Security permissions for a User or Security group can be managed by running following group of commands:
az devops security permission -h
For more information on concepts related to Security permissions, kindly refer REST API documentation
Typically, each family of resources (work items, Git repositories, etc.) is secured using a different namespace. Each security namespace contains zero or more access control lists. Each access control list contains a token, an inherit flag and a set of zero or more access control entries. Each access control entry contains an identity descriptor, an allowed permissions bitmask and an denied permissions bitmask.
To list all available namespace in an organization, run following command.
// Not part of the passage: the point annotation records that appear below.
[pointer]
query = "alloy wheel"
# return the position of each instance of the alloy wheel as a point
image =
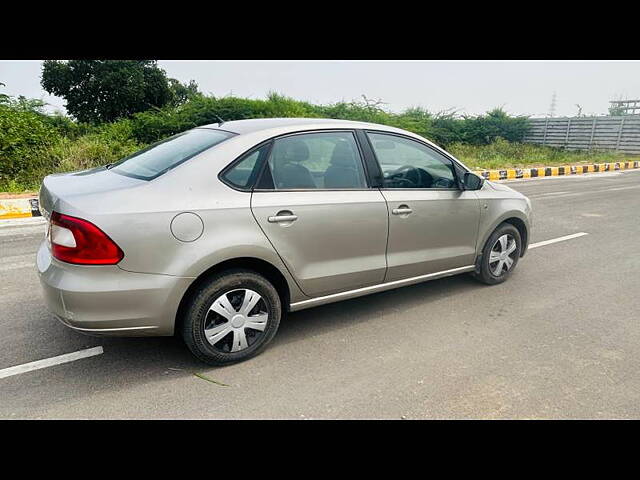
(236, 320)
(502, 255)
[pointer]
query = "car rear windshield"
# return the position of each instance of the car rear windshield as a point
(161, 157)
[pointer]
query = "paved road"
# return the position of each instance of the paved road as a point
(560, 339)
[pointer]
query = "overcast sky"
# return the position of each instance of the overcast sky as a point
(472, 87)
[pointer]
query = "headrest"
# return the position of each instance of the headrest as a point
(343, 155)
(295, 151)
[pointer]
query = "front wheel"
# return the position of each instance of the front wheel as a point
(231, 317)
(500, 255)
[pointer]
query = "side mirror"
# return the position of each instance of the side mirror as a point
(472, 181)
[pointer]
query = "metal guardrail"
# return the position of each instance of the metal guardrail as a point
(620, 133)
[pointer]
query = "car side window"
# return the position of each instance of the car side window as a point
(409, 164)
(322, 160)
(244, 172)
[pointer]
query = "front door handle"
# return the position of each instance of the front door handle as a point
(402, 210)
(282, 217)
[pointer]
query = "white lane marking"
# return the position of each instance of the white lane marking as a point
(17, 261)
(586, 192)
(556, 240)
(22, 222)
(49, 362)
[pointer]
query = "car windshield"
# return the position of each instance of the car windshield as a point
(161, 157)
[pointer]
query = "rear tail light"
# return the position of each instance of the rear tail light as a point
(78, 241)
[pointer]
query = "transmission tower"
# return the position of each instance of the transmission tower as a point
(552, 108)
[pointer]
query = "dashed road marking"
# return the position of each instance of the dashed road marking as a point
(556, 240)
(49, 362)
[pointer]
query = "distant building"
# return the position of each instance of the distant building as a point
(624, 107)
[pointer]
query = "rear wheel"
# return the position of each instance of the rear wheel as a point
(500, 255)
(231, 317)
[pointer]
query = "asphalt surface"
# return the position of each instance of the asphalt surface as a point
(560, 339)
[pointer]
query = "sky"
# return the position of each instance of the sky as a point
(468, 87)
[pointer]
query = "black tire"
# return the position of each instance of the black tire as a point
(198, 314)
(486, 273)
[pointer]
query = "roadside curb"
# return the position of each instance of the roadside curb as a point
(519, 173)
(19, 208)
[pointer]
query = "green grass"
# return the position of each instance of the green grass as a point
(502, 154)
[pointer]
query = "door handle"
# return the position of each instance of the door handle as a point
(282, 218)
(402, 210)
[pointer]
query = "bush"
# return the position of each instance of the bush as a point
(23, 135)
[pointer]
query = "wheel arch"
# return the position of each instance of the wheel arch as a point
(515, 218)
(258, 265)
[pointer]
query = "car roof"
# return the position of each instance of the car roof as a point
(258, 124)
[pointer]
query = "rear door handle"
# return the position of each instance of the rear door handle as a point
(402, 210)
(282, 218)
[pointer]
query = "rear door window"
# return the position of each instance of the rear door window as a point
(161, 157)
(322, 160)
(242, 173)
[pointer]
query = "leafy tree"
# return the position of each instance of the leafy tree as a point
(182, 93)
(99, 91)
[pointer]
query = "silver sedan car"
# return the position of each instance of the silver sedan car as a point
(216, 232)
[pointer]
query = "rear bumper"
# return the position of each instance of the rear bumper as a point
(107, 300)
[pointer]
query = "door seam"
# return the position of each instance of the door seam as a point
(274, 248)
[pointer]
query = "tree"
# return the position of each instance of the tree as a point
(182, 93)
(106, 90)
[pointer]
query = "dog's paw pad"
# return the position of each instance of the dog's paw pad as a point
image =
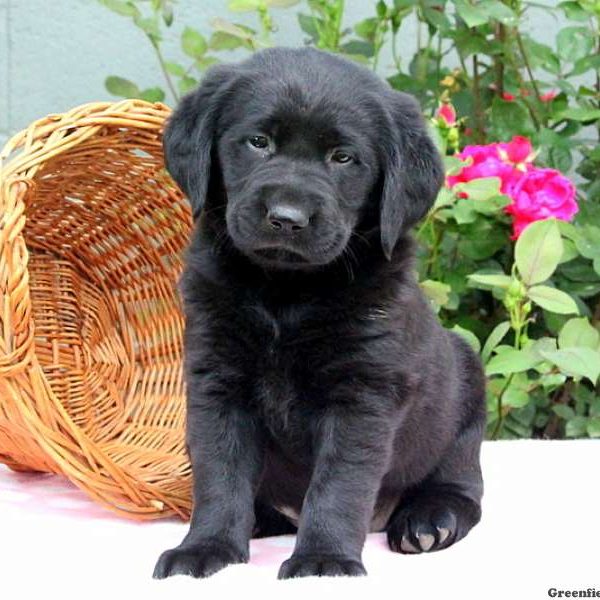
(417, 530)
(196, 561)
(320, 566)
(407, 547)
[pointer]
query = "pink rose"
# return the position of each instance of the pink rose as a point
(485, 162)
(548, 96)
(518, 151)
(447, 113)
(541, 194)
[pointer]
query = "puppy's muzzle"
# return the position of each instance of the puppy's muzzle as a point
(287, 219)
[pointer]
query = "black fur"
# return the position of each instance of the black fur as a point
(319, 381)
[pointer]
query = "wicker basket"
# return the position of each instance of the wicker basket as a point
(91, 236)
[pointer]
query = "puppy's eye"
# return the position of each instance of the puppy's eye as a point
(341, 157)
(259, 141)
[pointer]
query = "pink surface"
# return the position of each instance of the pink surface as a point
(56, 496)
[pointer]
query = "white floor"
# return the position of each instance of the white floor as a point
(541, 530)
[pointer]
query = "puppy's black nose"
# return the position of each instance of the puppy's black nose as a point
(287, 219)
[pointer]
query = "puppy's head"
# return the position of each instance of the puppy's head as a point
(296, 150)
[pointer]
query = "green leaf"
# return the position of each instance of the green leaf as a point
(492, 206)
(578, 332)
(469, 337)
(578, 114)
(454, 165)
(501, 281)
(153, 95)
(577, 362)
(471, 14)
(281, 3)
(187, 84)
(167, 14)
(576, 427)
(193, 43)
(436, 291)
(358, 47)
(494, 339)
(552, 299)
(118, 86)
(126, 9)
(515, 397)
(563, 411)
(149, 26)
(481, 189)
(593, 427)
(509, 118)
(308, 25)
(481, 240)
(574, 43)
(574, 11)
(512, 360)
(240, 31)
(174, 69)
(366, 29)
(538, 251)
(480, 13)
(463, 211)
(243, 5)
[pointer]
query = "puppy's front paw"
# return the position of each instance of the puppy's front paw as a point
(320, 565)
(199, 560)
(429, 524)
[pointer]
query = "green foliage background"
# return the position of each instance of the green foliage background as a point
(532, 309)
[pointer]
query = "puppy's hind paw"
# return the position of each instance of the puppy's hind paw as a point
(415, 531)
(200, 560)
(320, 566)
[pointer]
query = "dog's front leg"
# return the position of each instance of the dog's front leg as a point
(225, 447)
(352, 450)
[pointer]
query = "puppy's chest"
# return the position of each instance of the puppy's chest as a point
(288, 384)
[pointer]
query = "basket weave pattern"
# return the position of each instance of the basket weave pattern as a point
(92, 232)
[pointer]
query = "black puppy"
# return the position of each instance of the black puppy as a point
(323, 394)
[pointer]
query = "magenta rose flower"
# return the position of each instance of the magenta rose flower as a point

az devops security permission namespace list
To get the details of a namespace, and check what are the permission types secured with that namespace, use show command.
az devops security permission namespace show --namespace-id <NAMESPACE_ID>
Tokens are arbitrary strings representing resources in Azure DevOps. Token format differs per resource type, however hierarchy and separator characters are common between all tokens.
Once you have figured the required namespace, you can list all the tokens available in namespace for a specific user or security group.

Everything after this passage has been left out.